As NATO has thus far neglected to get involved, this seems like an incredibly dumb move by Iran. Making Europe feel threatened will not turn things in their favor.

shishcat 2 hours ago

The .io tld is going through rough times :pensive:

AndrewKemendo 2 hours ago

Diego Garcia is strategically very important to global security according to the US

Had something actually struck within the ADIZ there would have been massive implications. My guess is they intentionally failed as a warning shot.

This isn’t a random act and its quite the signal if you know what it means, Iran knows what it did here.

noir_lord 2 hours ago

Would the Americans and Isreali’s start bombing mainland Iran and takin out their weapons and oil/gas infrastructure as retaliation?.

spaghetdefects 2 hours ago

Americans and Israelis literally started this war by bombing an Iranian girl's school. They've been bombing Iran every day since then.
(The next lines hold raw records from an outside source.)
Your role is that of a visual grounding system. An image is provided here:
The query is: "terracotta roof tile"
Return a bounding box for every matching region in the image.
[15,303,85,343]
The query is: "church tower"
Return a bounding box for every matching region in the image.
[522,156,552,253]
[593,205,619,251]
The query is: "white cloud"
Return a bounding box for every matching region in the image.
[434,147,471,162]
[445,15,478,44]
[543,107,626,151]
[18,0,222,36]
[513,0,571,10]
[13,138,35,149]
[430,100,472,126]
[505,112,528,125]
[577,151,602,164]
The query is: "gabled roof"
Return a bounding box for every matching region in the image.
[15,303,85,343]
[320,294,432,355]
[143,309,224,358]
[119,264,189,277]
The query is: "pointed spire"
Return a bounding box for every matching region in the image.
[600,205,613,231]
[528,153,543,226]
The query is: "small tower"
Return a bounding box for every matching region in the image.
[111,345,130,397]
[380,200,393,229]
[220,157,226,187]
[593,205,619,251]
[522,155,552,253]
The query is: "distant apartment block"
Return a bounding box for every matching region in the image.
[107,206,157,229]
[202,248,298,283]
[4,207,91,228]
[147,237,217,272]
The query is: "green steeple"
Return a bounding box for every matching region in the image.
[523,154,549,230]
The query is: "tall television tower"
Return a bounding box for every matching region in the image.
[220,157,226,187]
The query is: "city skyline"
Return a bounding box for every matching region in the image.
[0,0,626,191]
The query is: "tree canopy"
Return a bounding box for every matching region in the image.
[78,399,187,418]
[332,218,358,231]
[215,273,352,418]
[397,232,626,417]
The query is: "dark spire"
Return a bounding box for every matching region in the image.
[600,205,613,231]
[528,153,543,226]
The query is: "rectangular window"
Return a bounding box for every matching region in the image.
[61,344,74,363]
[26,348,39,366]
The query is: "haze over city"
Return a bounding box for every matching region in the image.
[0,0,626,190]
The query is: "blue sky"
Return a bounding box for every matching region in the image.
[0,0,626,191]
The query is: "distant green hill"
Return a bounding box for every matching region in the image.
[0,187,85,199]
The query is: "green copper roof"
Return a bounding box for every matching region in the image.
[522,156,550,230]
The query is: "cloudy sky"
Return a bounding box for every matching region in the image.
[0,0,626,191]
iamtheworstdev 2 hours ago

chronic20001 2 hours ago

> Would the Americans and Isreali’s start bombing mainland Iran and takin out their weapons and oil/gas infrastructure as retaliation?.

No that’s too easy.

Give hope to Iran / Islamic world for a few months, then take it away.

visuhire 2 hours ago

I was reading that one of the two failed en route, and the other was intercepted. I don't think this was an intentional failure to hit.

AndrewKemendo 2 hours ago

Sometimes getting shot down is the goal or at least a test to see what kind of response you’ll get

roughly 2 hours ago

Rebelgecko 2 hours ago

If you're already at war, why waste resources on warning shots?

AndrewKemendo 2 hours ago

Sometimes it’s worth it to test in production

CamperBob2 42 minutes ago

See also the Doolittle Raid.

alephnerd 2 hours ago

> This isn’t a random act and its quite the signal if you know what it means, Iran knows what it did here.

It also publicizes Iran-NK military cooperation on ballistics development, which the Biden admin warned about [0], as well as Iran-Russia military cooperation (which was obviously much less under-the-radar).

It also shows the merger of the Ukraine conflict with the West Asia conflict, and was a major reason why Fiona Hill argued we entered an unavoidable polycrisis in 2022 [1].

[0] - https://www.janes.com/osint-insights/defence-news/us-officia...

[1] - https://xcancel.com/FrankRGardner/status/2027098560647348410...

AndrewKemendo 2 hours ago

Agreed, there’s so much intelligence in this act it’s really astonishing

10xDev 2 hours ago

Can we just leave countries alone, like we do with North Korea?

AndrewKemendo 2 hours ago

The reason people leave North Korea alone is because they have nuclear weapon(s)

energy123 an hour ago

The reason people left North Korea alone while they were building nuclear weapons is because they weren't arming 5 terrorist proxies and they didn't have a doomsday countdown clock in their capital city.

10xDev 37 minutes ago

extraduder_ire an hour ago

Prior to that, they had thousands of artillery pieces pointed at Seoul the presumed backing of China if the Korean war resumed.

PepperdineG an hour ago

They also have the GDP equivalent of JetBlue Airways

10xDev 2 hours ago

So we can only reach stalemate once a country has nukes and otherwise have to start blowing up their schools?